OBJECTIVE: Buerger's disease is a rare disease that causes critical limb ischemia: however, the underlying pathophysiological mechanism remains unclear. Therefore, we investigated the interaction between interleukin (IL)-17 and high-mobility group protein B 1 (HMGB1) and determined whether A disintegrin and metalloproteinase 10 (ADAM10) inhibit this interaction. PATIENTS AND METHODS: The study population included 15 patients with Buerger's disease and 10 healthy donors without a history of giving peripheral blood samples. Cytokine levels were measured using a luminex multiplex assay in plasma. Flow cytometry was used to analyze the subtypes of helper T (Th) cells among peripheral blood mononuclear cells (PBMCs). The effect of ADAM10 on PBMCs was analyzed in vitro. RESULTS: The levels of inflammatory cyto- kines and production of pathogenic Th cells were found to be higher in Korean patients with Buerger's disease. IL-17 treatment induced HMGB1 associated molecules. HMGB1 also induced IL-17 and Th17 associated transcription factors in Buerger's patients.

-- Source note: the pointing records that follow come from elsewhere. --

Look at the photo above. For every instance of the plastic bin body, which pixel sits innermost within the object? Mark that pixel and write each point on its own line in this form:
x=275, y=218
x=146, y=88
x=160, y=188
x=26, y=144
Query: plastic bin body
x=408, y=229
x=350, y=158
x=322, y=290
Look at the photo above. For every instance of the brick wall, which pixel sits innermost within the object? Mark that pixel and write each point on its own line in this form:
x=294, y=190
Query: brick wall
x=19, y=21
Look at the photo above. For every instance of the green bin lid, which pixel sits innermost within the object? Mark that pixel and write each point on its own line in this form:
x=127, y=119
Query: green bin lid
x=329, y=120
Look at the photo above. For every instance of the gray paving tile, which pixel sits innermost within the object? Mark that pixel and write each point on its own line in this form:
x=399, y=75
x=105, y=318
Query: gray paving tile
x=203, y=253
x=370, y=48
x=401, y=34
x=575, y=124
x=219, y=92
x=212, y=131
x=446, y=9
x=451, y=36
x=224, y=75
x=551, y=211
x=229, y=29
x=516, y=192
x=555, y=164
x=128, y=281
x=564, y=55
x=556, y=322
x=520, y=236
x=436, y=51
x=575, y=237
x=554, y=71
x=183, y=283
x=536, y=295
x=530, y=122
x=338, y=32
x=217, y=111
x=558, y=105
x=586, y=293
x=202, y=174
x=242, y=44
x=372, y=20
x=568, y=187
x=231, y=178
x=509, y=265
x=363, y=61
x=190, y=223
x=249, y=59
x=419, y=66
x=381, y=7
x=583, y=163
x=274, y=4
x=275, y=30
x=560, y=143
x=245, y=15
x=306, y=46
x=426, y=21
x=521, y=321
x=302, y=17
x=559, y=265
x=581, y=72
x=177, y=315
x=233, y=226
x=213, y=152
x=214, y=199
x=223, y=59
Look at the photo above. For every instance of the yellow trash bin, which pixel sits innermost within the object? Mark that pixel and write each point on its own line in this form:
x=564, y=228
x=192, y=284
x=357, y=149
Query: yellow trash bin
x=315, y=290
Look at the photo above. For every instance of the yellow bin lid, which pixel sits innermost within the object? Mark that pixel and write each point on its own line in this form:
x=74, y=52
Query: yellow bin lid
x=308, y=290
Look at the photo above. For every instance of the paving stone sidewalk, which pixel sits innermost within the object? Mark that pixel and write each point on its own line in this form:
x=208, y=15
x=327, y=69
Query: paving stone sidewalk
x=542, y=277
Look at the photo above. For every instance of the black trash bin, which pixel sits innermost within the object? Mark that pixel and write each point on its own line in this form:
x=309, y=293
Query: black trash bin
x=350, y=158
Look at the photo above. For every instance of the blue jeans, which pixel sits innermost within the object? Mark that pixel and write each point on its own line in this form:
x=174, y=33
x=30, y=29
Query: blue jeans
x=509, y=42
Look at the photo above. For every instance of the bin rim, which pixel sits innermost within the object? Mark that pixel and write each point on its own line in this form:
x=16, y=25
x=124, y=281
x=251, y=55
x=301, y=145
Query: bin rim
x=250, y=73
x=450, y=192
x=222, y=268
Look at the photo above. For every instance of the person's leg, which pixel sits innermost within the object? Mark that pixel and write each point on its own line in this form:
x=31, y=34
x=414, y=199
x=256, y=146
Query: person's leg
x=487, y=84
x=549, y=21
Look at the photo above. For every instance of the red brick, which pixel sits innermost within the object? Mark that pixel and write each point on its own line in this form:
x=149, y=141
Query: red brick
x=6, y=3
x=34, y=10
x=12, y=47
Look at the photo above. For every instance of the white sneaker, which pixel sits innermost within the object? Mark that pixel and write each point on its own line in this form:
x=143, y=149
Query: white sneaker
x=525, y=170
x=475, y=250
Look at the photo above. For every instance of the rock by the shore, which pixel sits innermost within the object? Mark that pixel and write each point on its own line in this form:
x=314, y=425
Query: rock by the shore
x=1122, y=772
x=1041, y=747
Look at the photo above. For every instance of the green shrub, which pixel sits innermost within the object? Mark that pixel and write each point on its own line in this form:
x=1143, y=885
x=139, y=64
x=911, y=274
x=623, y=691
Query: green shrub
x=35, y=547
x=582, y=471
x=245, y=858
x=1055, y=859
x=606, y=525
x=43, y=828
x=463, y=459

We observed that ADAM10 regulates the interaction between IL-17 and HMGB1 via advanced glycation end products (RAGE)/nuclear factor-kappa B (NF-kappa B) pathway in patients with Buerger's disease. CONCLUSIONS: This study suggests that IL-17 and HMGB1 cytokines contribute to the pathogenesis of Buerger's disease. These results indicate that ADAM10 alleviates inflammation in Buerger's disease via the HMGB1 and RAGE/NF-kappa B signaling pathway and provides insights into the molecular basis of and a potential therapeutic strategy for Buerger's disease.

Automated summary

This study investigated the interaction between IL-17 and HMGB1 in Buerger's disease patients, finding higher levels of inflammatory cytokines and pathogenic Th cells in these patients. It was observed that ADAM10 regulates the interaction between IL-17 and HMGB1 via the RAGE/NF-kappa B pathway in Buerger's disease patients.